Concetti Chiave

  • Il database relazionale è stato sviluppato da Edgar Codd nel 1970, dopo i modelli gerarchico e reticolare.
  • Le basi del database relazionale si fondano su definizioni matematiche, eliminando la ridondanza attraverso la normalizzazione.
  • Non è necessario definire separatamente le relazioni, poiché sono integrate in un quadro logico.
  • Le operazioni principali su tabelle includono selezione, proiezione e congiunzione, ognuna con specifiche modifiche al numero di righe e colonne.
  • La selezione riduce il numero di righe, la proiezione il numero di colonne, mentre la congiunzione mantiene il numero di righe con una colonna in meno.

Evoluzione dei database

Il database relazionale non è stato il primo ad uscire perchè il primo è stato il modello gerarchico(relazioni definite a parte) a dopo c'è stato quello reticolare.
Nel 1970 Edgar Codd formulò per la IBM il database relazionale con tre elementi distintivi:

Gli elementi di base poggiano su definizioni e strutture di tipo matematico

Sono stati studiati modi per eliminare il più possibile la ridondanza, in questo caso la "normalizzazione" che consente di strutturare i collegamenti tra i dati e le relazioni in un quadro logico

Non bisogna definire a parte le relazioni perchè è tutto molto logico

Concetto di relazione tra N insiemi: è l'insieme di ennuple chiamate (D1,D2,D3,Dn) tali che il primo elemento appartiene al primo insieme e cosi via.

Operazioni sulle tabelle

Tra le tabelle è possibile fare 3 operazioni:

Selezione: si ottiene una tabella che contiene un numero inferiore di righe(cardinalità inferiore) e stesso numero di colonne

Proiezione: si ottiene una tabella che contiene un numero inferiore di colonne(grado inferiore) e stesso numero di righe

Congiunzione: si ottiene una tabella che ha lo stesso numero di righe con un numero di colonne inferiore di 1(manca il codice perchè è uguale)

Domande da interrogazione

  1. Quali sono i tre elementi distintivi del database relazionale formulati da Edgar Codd?
  2. I tre elementi distintivi del database relazionale sono: l'uso di definizioni e strutture matematiche, la normalizzazione per ridurre la ridondanza e l'eliminazione della necessità di definire separatamente le relazioni, rendendo tutto più logico.

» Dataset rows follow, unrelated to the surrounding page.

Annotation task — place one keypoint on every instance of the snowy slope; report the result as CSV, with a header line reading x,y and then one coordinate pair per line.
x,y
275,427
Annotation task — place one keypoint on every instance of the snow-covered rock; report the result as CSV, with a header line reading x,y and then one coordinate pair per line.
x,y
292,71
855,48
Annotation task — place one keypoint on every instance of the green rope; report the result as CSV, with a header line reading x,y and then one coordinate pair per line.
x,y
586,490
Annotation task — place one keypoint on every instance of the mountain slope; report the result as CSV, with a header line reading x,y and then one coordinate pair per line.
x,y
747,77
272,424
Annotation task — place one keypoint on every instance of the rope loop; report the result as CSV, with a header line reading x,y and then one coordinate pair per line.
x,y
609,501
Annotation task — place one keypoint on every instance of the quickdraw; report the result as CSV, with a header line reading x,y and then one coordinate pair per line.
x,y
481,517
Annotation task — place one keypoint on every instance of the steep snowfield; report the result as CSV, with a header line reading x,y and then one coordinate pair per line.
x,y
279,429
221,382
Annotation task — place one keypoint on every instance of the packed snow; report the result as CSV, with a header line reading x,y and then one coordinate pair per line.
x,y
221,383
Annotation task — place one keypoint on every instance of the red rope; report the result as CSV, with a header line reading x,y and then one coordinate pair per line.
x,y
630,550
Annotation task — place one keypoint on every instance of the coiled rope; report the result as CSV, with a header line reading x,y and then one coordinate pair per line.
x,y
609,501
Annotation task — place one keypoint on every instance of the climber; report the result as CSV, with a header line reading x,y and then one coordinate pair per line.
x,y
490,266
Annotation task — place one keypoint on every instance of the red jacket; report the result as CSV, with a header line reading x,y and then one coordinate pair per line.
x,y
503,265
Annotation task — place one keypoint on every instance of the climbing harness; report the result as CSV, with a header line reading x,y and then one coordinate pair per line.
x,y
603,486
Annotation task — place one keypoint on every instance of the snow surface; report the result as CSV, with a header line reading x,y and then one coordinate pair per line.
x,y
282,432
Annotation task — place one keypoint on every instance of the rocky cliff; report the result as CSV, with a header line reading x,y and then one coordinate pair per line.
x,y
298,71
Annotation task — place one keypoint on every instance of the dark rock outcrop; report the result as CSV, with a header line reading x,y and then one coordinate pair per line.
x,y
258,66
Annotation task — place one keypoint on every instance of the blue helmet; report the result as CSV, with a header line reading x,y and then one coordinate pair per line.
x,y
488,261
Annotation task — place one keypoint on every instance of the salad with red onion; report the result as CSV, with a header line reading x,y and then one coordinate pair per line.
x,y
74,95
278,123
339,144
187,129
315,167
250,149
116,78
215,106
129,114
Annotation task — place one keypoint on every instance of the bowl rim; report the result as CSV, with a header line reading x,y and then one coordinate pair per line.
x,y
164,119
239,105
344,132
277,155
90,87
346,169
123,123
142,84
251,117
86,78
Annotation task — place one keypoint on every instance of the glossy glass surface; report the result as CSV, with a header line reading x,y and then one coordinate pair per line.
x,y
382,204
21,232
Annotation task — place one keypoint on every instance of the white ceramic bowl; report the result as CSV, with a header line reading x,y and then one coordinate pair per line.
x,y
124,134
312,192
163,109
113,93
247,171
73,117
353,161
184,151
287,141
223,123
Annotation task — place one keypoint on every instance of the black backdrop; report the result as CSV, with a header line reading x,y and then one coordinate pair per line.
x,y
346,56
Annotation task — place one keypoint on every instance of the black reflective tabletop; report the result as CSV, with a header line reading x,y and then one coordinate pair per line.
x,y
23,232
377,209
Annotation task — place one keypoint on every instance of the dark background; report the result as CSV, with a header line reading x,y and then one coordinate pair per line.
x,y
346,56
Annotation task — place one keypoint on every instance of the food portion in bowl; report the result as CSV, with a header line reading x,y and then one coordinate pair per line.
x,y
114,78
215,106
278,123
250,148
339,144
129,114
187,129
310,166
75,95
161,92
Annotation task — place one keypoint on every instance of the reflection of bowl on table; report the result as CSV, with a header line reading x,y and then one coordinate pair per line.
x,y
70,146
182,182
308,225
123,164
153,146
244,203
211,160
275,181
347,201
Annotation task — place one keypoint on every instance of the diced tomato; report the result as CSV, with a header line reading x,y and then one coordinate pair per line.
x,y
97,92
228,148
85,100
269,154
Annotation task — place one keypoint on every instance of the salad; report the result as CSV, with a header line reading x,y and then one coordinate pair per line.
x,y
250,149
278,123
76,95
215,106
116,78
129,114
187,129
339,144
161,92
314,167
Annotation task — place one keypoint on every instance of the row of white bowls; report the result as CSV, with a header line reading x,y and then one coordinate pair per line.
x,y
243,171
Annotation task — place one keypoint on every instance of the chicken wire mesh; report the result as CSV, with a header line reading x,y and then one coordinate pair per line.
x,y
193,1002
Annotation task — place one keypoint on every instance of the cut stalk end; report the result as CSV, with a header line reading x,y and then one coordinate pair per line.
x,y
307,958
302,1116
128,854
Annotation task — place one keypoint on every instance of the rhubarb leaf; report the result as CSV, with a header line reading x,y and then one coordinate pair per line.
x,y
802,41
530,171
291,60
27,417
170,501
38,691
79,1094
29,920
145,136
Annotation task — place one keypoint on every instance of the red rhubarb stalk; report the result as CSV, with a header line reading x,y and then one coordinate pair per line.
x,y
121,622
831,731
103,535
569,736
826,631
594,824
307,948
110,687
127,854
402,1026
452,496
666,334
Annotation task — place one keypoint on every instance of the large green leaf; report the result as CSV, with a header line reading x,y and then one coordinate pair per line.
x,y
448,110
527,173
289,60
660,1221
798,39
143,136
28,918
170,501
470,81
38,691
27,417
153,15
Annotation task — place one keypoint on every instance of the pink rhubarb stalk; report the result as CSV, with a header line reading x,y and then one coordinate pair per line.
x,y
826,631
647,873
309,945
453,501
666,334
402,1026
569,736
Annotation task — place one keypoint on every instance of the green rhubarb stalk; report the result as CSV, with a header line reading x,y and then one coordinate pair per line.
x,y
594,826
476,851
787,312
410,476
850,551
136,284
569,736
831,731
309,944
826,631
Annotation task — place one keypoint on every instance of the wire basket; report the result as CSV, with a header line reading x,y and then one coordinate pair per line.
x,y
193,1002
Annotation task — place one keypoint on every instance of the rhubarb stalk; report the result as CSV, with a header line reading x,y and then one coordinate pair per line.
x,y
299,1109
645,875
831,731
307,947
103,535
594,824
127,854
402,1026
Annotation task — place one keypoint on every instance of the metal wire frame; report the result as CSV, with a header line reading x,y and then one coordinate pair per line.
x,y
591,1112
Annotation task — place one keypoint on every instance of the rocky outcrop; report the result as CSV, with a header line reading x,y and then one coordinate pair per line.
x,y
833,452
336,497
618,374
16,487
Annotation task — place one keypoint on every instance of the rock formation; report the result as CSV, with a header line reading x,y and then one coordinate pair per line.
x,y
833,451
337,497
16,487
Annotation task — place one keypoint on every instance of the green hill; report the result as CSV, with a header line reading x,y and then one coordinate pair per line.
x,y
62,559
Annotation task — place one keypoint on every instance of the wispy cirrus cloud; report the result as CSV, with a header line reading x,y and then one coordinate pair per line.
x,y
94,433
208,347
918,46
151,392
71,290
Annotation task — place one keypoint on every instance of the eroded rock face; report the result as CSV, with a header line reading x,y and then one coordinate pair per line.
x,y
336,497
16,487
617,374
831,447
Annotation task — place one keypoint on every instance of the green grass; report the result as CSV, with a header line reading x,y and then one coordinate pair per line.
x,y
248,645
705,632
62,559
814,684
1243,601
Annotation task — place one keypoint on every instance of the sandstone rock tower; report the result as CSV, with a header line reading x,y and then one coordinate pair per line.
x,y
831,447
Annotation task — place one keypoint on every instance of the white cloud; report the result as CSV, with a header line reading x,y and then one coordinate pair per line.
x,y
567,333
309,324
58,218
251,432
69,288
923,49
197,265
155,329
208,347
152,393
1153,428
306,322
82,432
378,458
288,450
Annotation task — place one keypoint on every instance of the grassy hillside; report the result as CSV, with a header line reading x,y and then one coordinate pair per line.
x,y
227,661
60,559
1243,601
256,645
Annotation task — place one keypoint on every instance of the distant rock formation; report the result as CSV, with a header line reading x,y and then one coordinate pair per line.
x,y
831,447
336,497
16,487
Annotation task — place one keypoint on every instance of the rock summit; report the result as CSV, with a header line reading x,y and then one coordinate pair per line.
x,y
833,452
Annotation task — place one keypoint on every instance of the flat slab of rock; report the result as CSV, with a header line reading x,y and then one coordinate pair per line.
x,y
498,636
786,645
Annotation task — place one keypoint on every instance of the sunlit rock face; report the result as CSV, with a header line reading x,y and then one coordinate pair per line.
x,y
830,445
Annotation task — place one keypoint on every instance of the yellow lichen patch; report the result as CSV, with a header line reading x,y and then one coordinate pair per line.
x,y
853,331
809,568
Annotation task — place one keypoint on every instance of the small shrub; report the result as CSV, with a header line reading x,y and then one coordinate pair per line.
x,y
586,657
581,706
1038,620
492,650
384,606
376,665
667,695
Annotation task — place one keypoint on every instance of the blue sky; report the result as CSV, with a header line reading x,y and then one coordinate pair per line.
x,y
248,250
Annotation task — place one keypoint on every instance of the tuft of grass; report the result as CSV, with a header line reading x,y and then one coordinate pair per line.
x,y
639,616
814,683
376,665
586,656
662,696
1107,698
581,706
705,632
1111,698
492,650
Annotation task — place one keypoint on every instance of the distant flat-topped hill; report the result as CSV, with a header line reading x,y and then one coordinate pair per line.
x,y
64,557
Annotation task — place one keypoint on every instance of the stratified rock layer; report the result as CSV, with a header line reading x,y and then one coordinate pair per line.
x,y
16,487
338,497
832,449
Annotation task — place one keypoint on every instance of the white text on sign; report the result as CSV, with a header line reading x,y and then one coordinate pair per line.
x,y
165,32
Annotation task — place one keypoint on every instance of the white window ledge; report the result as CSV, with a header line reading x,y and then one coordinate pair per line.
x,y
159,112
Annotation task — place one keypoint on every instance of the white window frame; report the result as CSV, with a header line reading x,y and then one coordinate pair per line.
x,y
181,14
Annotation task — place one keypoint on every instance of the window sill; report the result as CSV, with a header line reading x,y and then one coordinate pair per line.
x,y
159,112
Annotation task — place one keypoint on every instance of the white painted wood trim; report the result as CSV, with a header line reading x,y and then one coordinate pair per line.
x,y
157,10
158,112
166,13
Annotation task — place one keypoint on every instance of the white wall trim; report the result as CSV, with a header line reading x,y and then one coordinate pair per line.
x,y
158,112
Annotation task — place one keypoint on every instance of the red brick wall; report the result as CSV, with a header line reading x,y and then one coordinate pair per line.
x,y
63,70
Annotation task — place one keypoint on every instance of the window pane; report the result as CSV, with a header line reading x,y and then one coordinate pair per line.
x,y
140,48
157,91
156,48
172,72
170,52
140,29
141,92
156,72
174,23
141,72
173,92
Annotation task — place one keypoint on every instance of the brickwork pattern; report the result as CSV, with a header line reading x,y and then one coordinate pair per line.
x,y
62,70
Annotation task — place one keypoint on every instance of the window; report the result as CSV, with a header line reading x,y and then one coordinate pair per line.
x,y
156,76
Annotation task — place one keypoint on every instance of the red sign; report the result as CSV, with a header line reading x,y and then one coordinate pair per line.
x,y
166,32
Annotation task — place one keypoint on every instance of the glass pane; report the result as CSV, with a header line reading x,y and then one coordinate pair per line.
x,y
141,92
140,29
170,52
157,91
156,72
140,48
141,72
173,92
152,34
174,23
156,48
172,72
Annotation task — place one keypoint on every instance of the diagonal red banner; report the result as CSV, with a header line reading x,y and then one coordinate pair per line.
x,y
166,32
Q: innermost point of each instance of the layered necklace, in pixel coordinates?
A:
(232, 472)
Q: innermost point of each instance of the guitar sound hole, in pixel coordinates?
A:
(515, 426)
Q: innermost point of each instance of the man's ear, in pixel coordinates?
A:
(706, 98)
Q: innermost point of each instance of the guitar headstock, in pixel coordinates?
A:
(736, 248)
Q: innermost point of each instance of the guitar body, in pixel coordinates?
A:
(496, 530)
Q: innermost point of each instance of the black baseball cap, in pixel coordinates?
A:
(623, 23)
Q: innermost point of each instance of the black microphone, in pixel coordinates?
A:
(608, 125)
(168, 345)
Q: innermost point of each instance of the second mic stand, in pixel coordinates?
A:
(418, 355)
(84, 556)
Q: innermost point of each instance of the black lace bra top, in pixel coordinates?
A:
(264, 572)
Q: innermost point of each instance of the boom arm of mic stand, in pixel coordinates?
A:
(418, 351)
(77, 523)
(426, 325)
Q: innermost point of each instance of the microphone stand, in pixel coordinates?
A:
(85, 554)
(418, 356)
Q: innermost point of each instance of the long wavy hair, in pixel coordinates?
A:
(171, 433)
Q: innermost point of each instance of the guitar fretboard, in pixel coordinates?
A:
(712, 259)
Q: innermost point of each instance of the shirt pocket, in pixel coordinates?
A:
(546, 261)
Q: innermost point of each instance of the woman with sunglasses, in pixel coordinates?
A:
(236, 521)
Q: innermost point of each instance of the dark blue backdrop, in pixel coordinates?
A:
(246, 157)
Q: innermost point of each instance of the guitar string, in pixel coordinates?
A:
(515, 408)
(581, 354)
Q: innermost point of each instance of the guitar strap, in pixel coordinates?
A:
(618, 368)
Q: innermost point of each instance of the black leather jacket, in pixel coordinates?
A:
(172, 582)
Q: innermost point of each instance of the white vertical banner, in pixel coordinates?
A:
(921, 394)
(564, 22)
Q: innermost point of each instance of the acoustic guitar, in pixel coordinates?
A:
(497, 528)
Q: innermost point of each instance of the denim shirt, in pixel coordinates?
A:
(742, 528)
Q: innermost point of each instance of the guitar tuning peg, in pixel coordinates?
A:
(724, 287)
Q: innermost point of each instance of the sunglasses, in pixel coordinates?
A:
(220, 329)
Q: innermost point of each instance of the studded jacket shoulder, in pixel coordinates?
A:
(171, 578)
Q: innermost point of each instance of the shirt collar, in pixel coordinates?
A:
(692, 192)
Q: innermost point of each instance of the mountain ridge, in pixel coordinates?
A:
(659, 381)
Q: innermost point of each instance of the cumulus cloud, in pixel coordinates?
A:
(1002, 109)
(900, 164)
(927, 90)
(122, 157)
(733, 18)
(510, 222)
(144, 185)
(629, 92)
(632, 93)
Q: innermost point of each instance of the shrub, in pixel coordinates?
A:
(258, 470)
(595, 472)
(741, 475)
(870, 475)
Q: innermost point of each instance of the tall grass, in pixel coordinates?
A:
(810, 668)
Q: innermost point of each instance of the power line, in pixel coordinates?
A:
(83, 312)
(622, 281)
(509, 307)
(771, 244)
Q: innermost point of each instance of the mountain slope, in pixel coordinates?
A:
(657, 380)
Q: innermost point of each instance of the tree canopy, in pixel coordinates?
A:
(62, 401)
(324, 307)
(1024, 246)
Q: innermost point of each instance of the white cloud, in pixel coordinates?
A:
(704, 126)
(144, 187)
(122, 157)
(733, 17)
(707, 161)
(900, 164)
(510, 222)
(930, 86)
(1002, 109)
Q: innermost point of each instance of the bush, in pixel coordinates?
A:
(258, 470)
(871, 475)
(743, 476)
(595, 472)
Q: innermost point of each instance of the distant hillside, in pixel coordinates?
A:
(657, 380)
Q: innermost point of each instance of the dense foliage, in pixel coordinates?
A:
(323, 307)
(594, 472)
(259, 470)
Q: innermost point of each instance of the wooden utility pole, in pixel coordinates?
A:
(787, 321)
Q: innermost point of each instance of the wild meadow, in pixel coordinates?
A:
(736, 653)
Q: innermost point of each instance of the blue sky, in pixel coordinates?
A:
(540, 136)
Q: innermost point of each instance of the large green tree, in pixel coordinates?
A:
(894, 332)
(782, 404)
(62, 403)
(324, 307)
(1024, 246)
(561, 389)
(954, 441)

  3. Quali operazioni possono essere effettuate sulle tabelle in un database relazionale?
  4. Le operazioni che possono essere effettuate sulle tabelle sono: selezione, che riduce il numero di righe; proiezione, che riduce il numero di colonne; e congiunzione, che mantiene lo stesso numero di righe ma riduce le colonne di uno.

  5. Come viene definito il concetto di relazione tra insiemi nel database relazionale?
  6. Il concetto di relazione tra N insiemi è definito come l'insieme di ennuple (D1,D2,D3,Dn) in cui il primo elemento appartiene al primo insieme e così via, creando una struttura logica tra i dati.